Kaldı ki Kur’an meali meselesi de kendi içinde erbapları tarafından tartışılan bir konudur. Bu konuda Prof. Dr. Mustafa Öztürk’ün “Meal Kültürümüz” isimli kitabını tavsiye ederim. Meal çalışması yapmanın zorluklarının yanı sıra Kur’an’a mana verme meselesinin kriterleri üzerine önemli tespit ve değerlendirmelerde bulunuyor.

Kısaca bizim fikirlerimize destek versin ya da değerimizi ortaya koysun diye alıntıladığımız ayet mealleri gerçekten anlatmak istediğimize mi işaret ediyor?
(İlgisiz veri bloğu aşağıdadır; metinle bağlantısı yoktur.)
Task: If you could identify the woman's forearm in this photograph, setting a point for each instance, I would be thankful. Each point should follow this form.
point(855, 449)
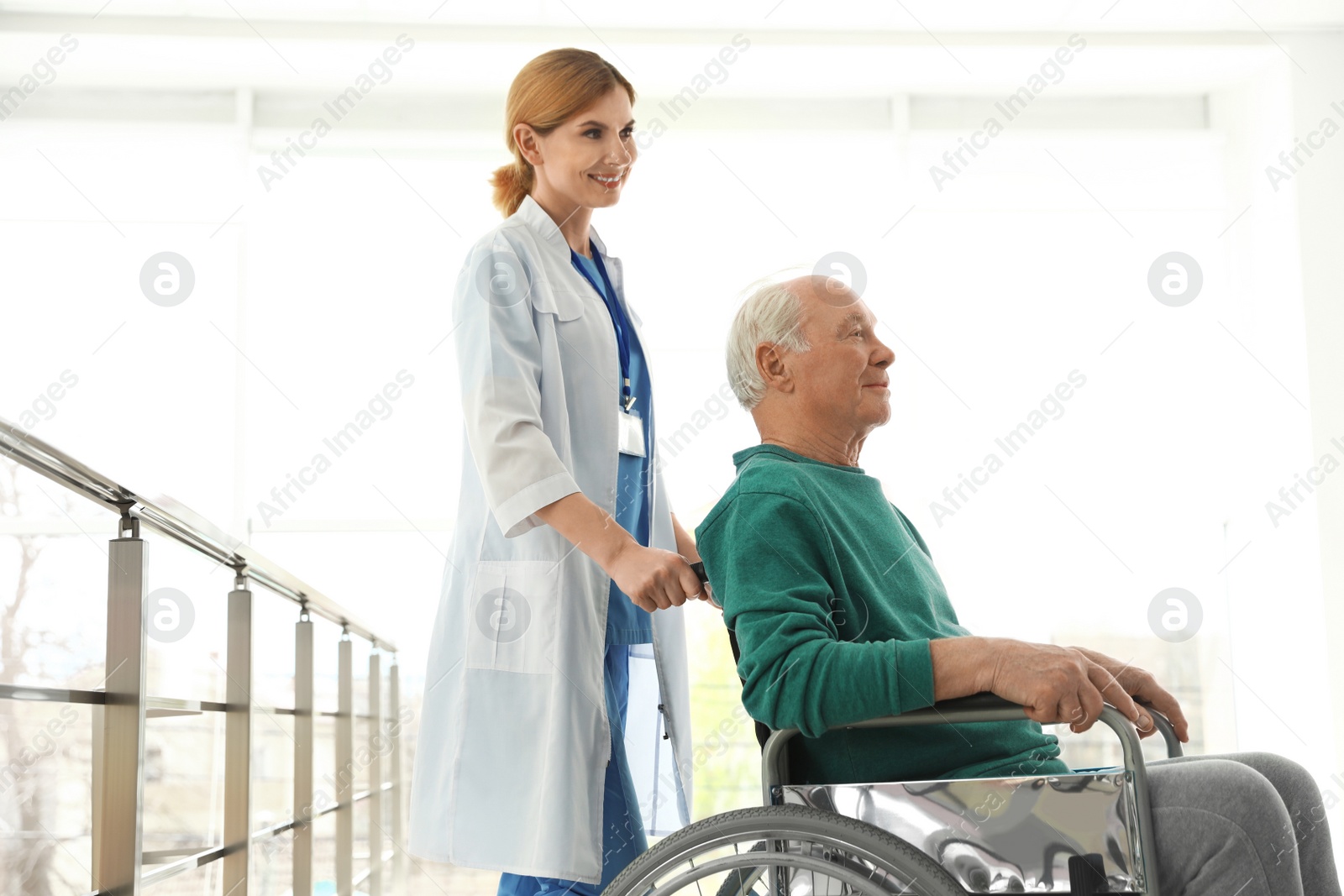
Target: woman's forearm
point(588, 527)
Bu arada yeri gelmişken, değerli bir ilahiyatçı olan Mustafa Öztürk’ün Kanal 24 ekranlarında gece yayınlanan bir televizyon programı olduğunu hatırlatayım. Bu meseleleri din bilimi bakışıyla öğrenmek isteyenlere tavsiye edilir. “Yok, biz bir yerden fetva alalım, uyalım gitsin” diyorsanız o ayrı mesele.

***

Tuğrul İnançer, bir TV kanalında yaptığı program vesilesi ile sık sık gündeme geliyor. Daha önce de yazmıştım. Televizyon, özelikle de anlatıcı ve izleyicisiyle gönül gönüle yakın bir halkada yapılması gereken ve meşrebe göre farklılaşabilen yorumları içeren sohbetlerin yeri değil. Dinleyici anlatıcıyı bilir, anlatıcı da dinleyicisini... Bir ortak geçmişleri, her şeyden önemlisi de dil ve gönül birlikleri vardır. Yanlış bir mecra, iletişim kazalarına sebebiyet veriyor.

Bu işten herkes, en önemlisi din adamlığı müessesi zarar görüyor. İnsanların fitne fesatlığı, sözleri çarpıtması eleştirilirken, “Bu tarz dini sohbetler için kitle iletişim araçları gerekli midir” sorusunu sormak gerekir.